Oireachtas Joint and Select Committees

Wednesday, 24 October 2012

Committee on Justice, Defence and Equality: Sub-Committee on Penal Reform

Penal Reform: Discussion

3:30 pm

Dr. Kevin Warner:

Senator Bacik is right. There was a rise, between 1999 and 2004 or 2005, of the prison population in Finland. It drifted up as Professor O'Donnell was saying. When I was doing my research there I asked a number of people why it happened. None of them, neither the academics nor the prison management, could really explain it to me. I think it was that they took their eye off the ball for a bit. I interviewed the director general of the prison system. He told me that around that time there was a proposal to build more prisons in response to this rise, although he was not director general at that time. He said he was very grateful that the Finnish Department of Finance refused funding on the basis that to build more prisons would be a waste of money and that it would make more economic sense to have fewer people in prison.

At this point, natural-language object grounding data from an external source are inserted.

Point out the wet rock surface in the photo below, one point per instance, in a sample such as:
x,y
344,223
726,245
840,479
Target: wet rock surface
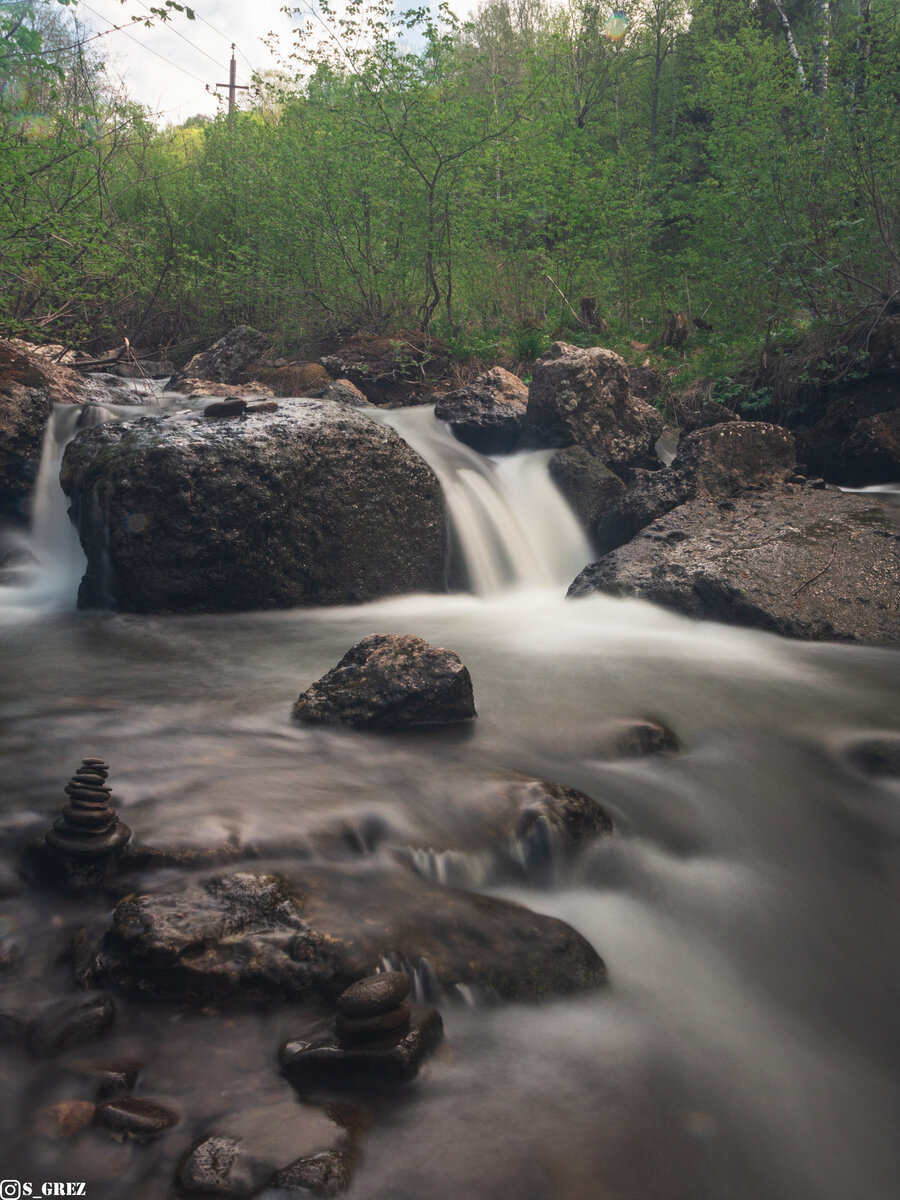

We have not dwelt much today on the economic issue but, as somebody said, our prisons are enormously costly. There are huge savings to be made from reducing the prison population substantially, notwithstanding what Dr. McCullagh has said. Resources can be diverted into alternatives elsewhere.

The other point that should be made is that open prisons cost about half what closed prisons cost in Nordic countries. They are much more effective in terms of not institutionalising people, preparing them for release and treating them with dignity. In or around 35% of prisoners in Denmark, Finland and Norway are in open prisons. The figure for Ireland is 5%. It seems a no brainer that, as well as reducing the prison population, we should aim to make that switch to open prisons. That should be kept in mind.

As well as reducing its prison population, Finland has made deliberate efforts to switch the proportion of those who remain in gaol to open prisons. It has closed some closed prisons and has opened some new open prisons.